Suffering can, like it did with the Tin Man, increase our sensitivity and empathy. Dissociation and addictive behaviors can numb pain temporarily but eventually creates more suffering over time. Blaming friends, family and adversaries for causing our troubles is simply a dysfunctional stress response, which momentarily pushes pain onto scapegoats. Truthfully told, victimization can induce self-destructive tendencies or payback fantasies. Self-love, social-awareness, personal responsibility and willingness to look behind the curtain concealing our illusions ensure our connection to humanity and divinity. The angst from victimization never separated the Tin Man from his divine essence. During his year frozen in thought, he never lost his principles, while everything he once perceived as loving, good and beautiful faded. Trauma may create a terrorist, but resisting illusion and maintaining values during a purification challenge is transcendence.
In Oz, the Tin Man’s trauma ultimately led to his destiny—Nick discovered his uncorrupted heart. When trauma strips away our identity, incorruptibility leads us to our destiny. Mastering this purification process leads to transcendence.We do not need to see the wizard (a perceived god or holy man) or tinsmith (a therapist or healer) to heal our heart. When we are secure, self-aware and take responsibility for our responses to a tragedy, we can heal and be mindful like the Tin Man. After his tragedy, he walked very carefully, with his eyes on the road, and when he saw a tiny ant toiling by he would step over it, so as not to harm it. The Tin Woodman thought he had no heart, so he never was cruel or unkind to others. “You people with hearts,” he said, “have something to guide you, and need never do wrong; but I have no heart, and so I must be very careful. When Oz gives me a heart of course I needn’t mind so much.”[iii]

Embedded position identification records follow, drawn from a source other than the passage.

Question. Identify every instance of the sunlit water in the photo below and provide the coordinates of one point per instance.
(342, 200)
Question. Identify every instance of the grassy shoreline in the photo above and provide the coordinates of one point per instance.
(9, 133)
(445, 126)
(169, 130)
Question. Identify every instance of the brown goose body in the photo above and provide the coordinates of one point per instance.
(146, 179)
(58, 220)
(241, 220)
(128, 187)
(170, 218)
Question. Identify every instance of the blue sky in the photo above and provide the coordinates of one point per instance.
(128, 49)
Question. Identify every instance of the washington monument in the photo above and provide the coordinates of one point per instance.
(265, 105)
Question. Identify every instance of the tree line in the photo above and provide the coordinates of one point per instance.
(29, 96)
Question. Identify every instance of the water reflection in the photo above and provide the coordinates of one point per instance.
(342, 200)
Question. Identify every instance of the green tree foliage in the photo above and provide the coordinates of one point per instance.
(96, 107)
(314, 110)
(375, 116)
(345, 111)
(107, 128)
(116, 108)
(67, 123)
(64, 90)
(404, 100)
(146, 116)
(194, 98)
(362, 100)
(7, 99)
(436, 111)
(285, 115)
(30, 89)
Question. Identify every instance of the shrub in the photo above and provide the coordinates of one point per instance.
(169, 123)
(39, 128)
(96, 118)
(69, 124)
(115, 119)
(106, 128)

Dorothy and her companions were relatable characters who achieved liberation, however Glinda’s storyline is critical in regards to the purification process associated with sovereignty. An empowered witch, she had the power to stop the tragedy but she chose to witness, embody love and let everyone solve their own problems. As Dorothy Gale and her companions solved their problems themselves, they became stronger and eventually resisted the Wicked Witch’s enchantments without a wizard.

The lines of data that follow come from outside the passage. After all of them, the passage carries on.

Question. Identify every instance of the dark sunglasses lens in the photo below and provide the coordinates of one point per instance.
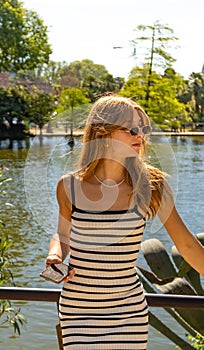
(134, 131)
(146, 130)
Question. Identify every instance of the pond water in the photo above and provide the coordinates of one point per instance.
(31, 221)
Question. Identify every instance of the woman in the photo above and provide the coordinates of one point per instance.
(103, 209)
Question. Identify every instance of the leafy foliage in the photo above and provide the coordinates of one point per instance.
(23, 38)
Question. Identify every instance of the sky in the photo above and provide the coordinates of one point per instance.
(90, 29)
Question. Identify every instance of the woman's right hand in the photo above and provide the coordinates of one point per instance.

Mastering illusion is empowering and leads to transformation, incorruptibility and transcendence. Disempowered people resort to control like the Wicked Witch of the West and unfortunately, produce more of the terror that lies dormant within their heart. Is it possible that Baum used the character of Glinda to demonstrate how principles and values, when woven into the fabric of our body and soul, instilled incorruptibility? Did Glinda honor the Tin Man and resist the urge to rescue, which allowed the Tin Man to rediscover the good in his heart on his own?

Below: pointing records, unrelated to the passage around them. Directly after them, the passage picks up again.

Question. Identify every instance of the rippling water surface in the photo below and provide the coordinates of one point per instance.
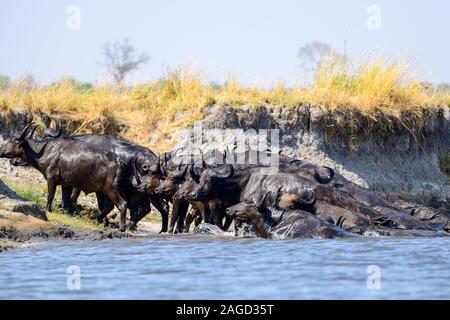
(203, 267)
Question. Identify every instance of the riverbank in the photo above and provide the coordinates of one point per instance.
(22, 196)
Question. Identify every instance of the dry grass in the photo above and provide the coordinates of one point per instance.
(378, 89)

Would it have been nobler of Glinda to prevent wrongdoings or punish the evildoers? Or did she already know terror begets terror? Why does evil exist and why does the divine, who has the power to intervene, not rescue humanity? Perhaps personal growth of an incorruptible heart is what Baum wanted readers to consider. This article is from my book, The Promise of Wholeness, Rowland & Littlefield Publishers.
[i] The Wizard of Oz (1939, film).
[ii] Baum, The Wonderful Wizard of Oz, 27.
[iii] Baum, The Wonderful Wizard of Oz, 72–73.